Cultural competence in health care is designed to ensure that health professionals are able to provide quality health care to culturally and ethnically diverse populations. Cultural competence can be effective for improving health professionals’ knowledge, attitudes and skills and patient satisfaction. The impact of cultural competence education and training included in university-based professional training of health professionals is relatively unclear. This study aims to describe the characteristics and assess the methodological quality of published evaluations of cultural competence education and training interventions targeting university based health professionals in training. A systematic search of the cultural competence literature identified 16 published evaluations of cultural competence education and training interventions included in university based professional training of health professionals. Information on the characteristics and methodological quality of included studies was extracted using standardized assessment tools. Nine studies evaluated the integration of cultural competence into health or medical curriculum, four evaluated a cultural immersion experience, and three evaluated cultural awareness education and training.
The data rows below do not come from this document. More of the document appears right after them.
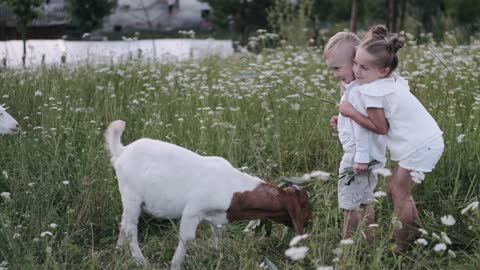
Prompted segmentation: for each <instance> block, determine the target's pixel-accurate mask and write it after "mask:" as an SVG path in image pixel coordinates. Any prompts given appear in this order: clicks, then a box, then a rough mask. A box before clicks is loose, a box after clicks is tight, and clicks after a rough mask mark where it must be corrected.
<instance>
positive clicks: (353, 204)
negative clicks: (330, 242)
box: [324, 32, 385, 242]
mask: <svg viewBox="0 0 480 270" xmlns="http://www.w3.org/2000/svg"><path fill="white" fill-rule="evenodd" d="M359 44H360V39H359V38H358V37H357V35H355V34H353V33H348V32H339V33H337V34H335V35H334V36H333V37H331V38H330V39H329V40H328V43H327V45H326V46H325V50H324V58H325V61H326V62H327V65H328V66H329V67H330V69H331V70H332V71H333V74H334V76H335V78H336V79H338V80H340V81H341V83H342V90H341V94H342V97H341V100H345V101H350V102H352V103H353V104H354V105H355V106H356V105H357V103H359V101H360V100H359V92H358V89H357V88H358V87H359V85H358V83H356V81H355V76H354V74H353V68H352V67H353V59H354V57H355V48H356V47H357V46H358V45H359ZM356 108H358V109H360V110H361V108H360V107H356ZM362 113H364V114H365V115H367V113H368V112H367V111H366V110H365V111H362ZM331 125H332V127H334V128H336V129H337V130H338V136H339V139H340V142H341V144H342V148H343V156H342V160H341V162H340V166H339V169H338V170H339V174H340V175H342V177H340V179H339V181H338V205H339V207H340V209H342V210H343V213H344V225H343V238H344V239H345V238H349V237H351V235H352V234H353V233H354V232H355V230H356V229H357V227H358V225H360V224H361V223H362V222H363V223H366V225H370V224H372V223H374V220H375V211H374V209H373V207H372V206H371V202H372V200H373V191H374V189H375V187H376V184H377V176H376V175H375V174H373V173H370V172H369V171H368V169H369V168H368V164H369V163H370V162H371V161H373V160H375V161H378V162H379V164H377V165H375V168H383V166H384V162H385V142H384V140H383V138H382V136H379V135H377V134H375V133H373V132H371V131H369V130H368V129H366V128H363V127H361V126H360V125H358V124H357V123H355V122H353V121H352V120H351V119H349V118H346V117H343V116H342V115H338V117H337V116H334V117H332V119H331ZM350 169H351V170H353V172H354V173H355V175H350V172H351V170H350ZM365 235H366V237H367V240H368V241H369V242H372V237H371V234H370V233H369V231H368V229H367V231H366V234H365Z"/></svg>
Positive outcomes commonly reported were improvements in students’ knowledge of cultural competence and attitudes towards Indigenous and culturally diverse peoples. The methodological quality of evaluations and the reporting of key methodological criteria were variable. Eleven studies conducted a quantitative and five studies a qualitative evaluation. Strengths of quantitative evaluations included adequate study designs and valid and reliable measurement instruments. Selection bias and poor attrition were the main limitations of quantitative evaluations. Qualitative evaluations were adequate on most methodological criteria but the reporting of ethical and some methodological issues was less than adequate. There is insufficient evidence to provide a strong basis for recommending the inclusion of specific cultural competence education and training strategies in the professional training of university based health professionals. Future evaluations should compare similar types of strategies, and extend their measurement of outcomes beyond those relating to the knowledge, attitudes and skills of health professionals, to those relating to health care outcomes of ethnically diverse peoples.